Apple diz que vai aumentar o preço do iPhone por crise global de memória
A Apple prepara aumentos de preços em seus produtos, incluindo o iPhone, por causa da alta global no custo de memória e armazenamento.
O que aconteceu
Tim Cook, CEO da Apple, disse que a empresa não consegue mais absorver a disparada de custos de memória e armazenamento. Em entrevista ao jornal americano Wall Street Journal, ele afirmou: "Infelizmente, o aumento de preços é inevitável. Estamos fazendo o possível para mitigar os altos preços que foram passados para nós".
Cook não detalhou quais aparelhos vão ficar mais caros nem o tamanho do reajuste. Ainda assim, a expectativa é de que o iPhone 18 Pro e o iPhone 18 Pro Max, previstos para setembro, cheguem com preços acima dos modelos iPhone 17 Pro e iPhone 17 Pro Max.
iPads e Macs também podem entrar na lista de aumentos no curto prazo. A Apple já elevou o preço do Mac mini ao retirar do catálogo o modelo de entrada e, com isso, o valor inicial passou de US$ 599 (cerca de R$ 3.059) para US$ 799 (cerca de R$ 4.080) nos EUA, além de enxugar opções mais avançadas do Mac mini e do Mac Studio.
A pressão vem de uma escassez de chips de memória e de armazenamento, puxada por empresas de inteligência artificial. "Há menos oferta em um momento em que os consumidores querem aparelhos, e as fabricantes de memória estão repassando grandes aumentos de preços", disse Cook ao Wall Street Journal.

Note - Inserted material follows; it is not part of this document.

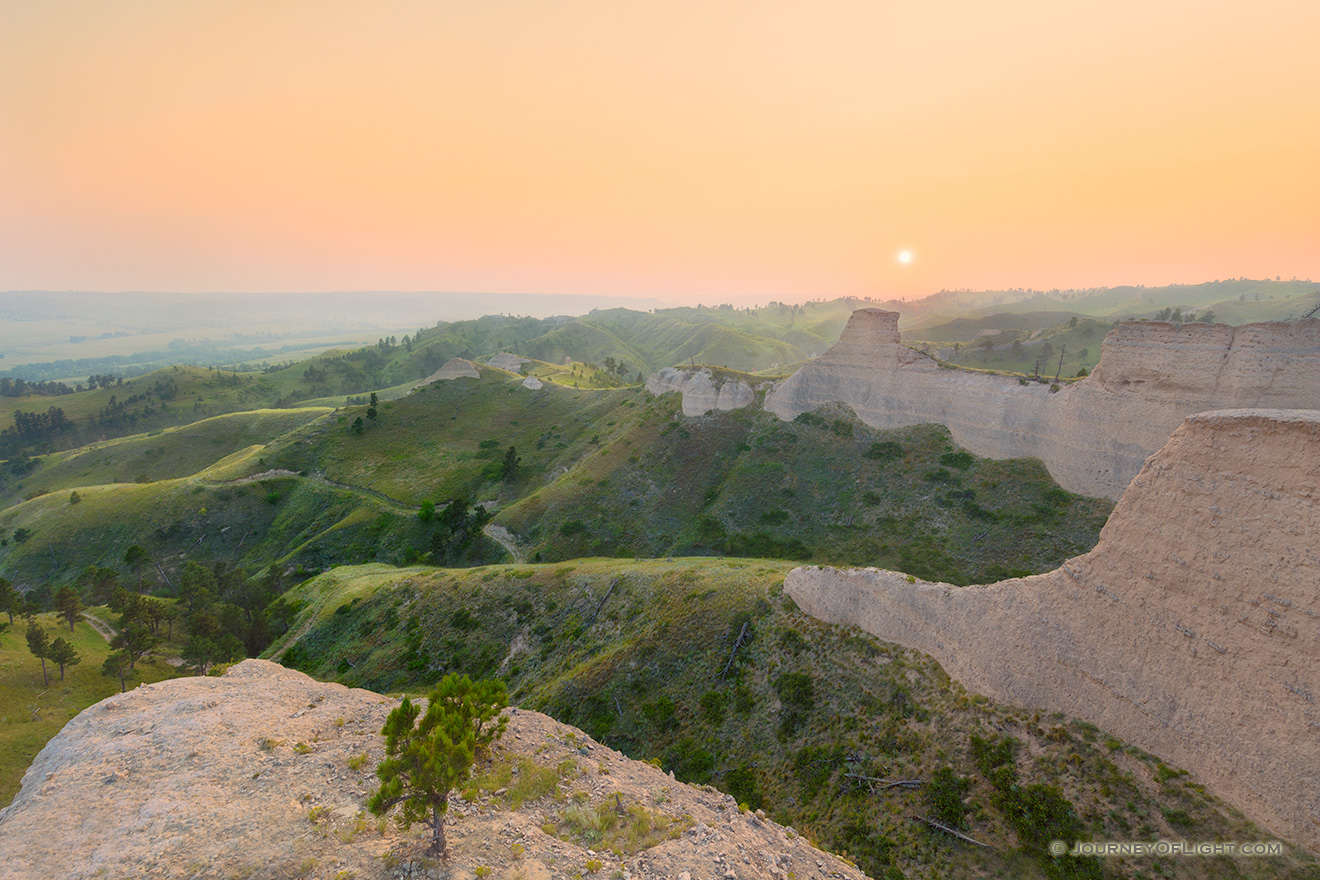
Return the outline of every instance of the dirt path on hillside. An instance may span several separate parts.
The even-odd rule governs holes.
[[[87,613],[84,611],[83,612],[83,620],[86,620],[87,623],[90,623],[91,628],[95,629],[96,632],[99,632],[100,637],[104,639],[106,641],[112,640],[117,635],[115,632],[114,627],[111,627],[108,623],[106,623],[104,620],[102,620],[96,615],[90,615],[90,613]]]
[[[517,537],[503,525],[488,522],[482,529],[482,534],[508,550],[508,554],[513,557],[513,562],[527,562],[527,553],[519,546]]]
[[[199,480],[199,482],[207,483],[210,486],[244,486],[247,483],[257,483],[260,480],[280,479],[280,478],[293,478],[293,479],[298,479],[298,480],[312,480],[313,483],[319,483],[321,486],[329,486],[330,488],[343,489],[346,492],[354,492],[356,495],[366,495],[366,496],[374,497],[374,499],[376,499],[379,501],[384,501],[385,504],[393,505],[400,512],[416,513],[418,511],[418,508],[413,507],[412,504],[408,504],[407,501],[400,501],[396,497],[391,497],[391,496],[385,495],[384,492],[379,492],[376,489],[367,488],[366,486],[352,486],[350,483],[338,483],[335,480],[327,479],[326,476],[323,476],[321,474],[315,474],[315,475],[312,475],[312,476],[302,476],[297,471],[290,471],[290,470],[286,470],[286,468],[282,468],[282,467],[272,468],[269,471],[261,471],[260,474],[251,474],[248,476],[240,476],[240,478],[238,478],[235,480]]]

A Apple diz que vai usar seu caixa para tentar ampliar a oferta de memória, mas sem fabricar os próprios componentes. "Não conseguimos produzir tudo. Sabemos no que somos bons", afirmou Cook.
Por que falta memória no mundo
Corrida por centros de dados de inteligência artificial elevou a demanda por chips de memória e fez fornecedores priorizarem o segmento de servidores. Com mais empresas disputando os mesmos componentes, a oferta fica mais apertada e os preços sobem ao longo da cadeia.
Fabricantes como Samsung, SK Hynix e Micron ampliam capacidade, mas parte relevante do aumento vai para chips de servidores. A avaliação é que a procura por memórias para eletrônicos de consumo continue maior do que a oferta disponível. .
A Apple também precisa colocar mais memória em seus aparelhos para sustentar novos recursos de IA. Ao jornal americano, Cook disse que nunca viu um cenário parecido em mais de 40 anos.
Impacto em outros eletrônicos
O encarecimento de memórias já atinge outras marcas de tecnologia. Empresas como Samsung, Microsoft, Sony e Dell também elevaram preços, em meio ao mesmo aperto de oferta.
O Wall Street Journal avalia que a Apple pode precisar de aumentos substanciais para manter suas margens. A consultoria TechInsights estima que, para preservar a margem atual, o futuro iPhone 18 Pro teria de ficar cerca de US$ 270 (cerca de R$ 1.379) mais caro comparado com o seu antecessor. Atualmente, o iPhone 17 Pro mais simples nos EUA custa US$ 1.099 (cerca de R$ 5.615) — no Brasil, a Apple vende o modelo básico por R$ 11.499.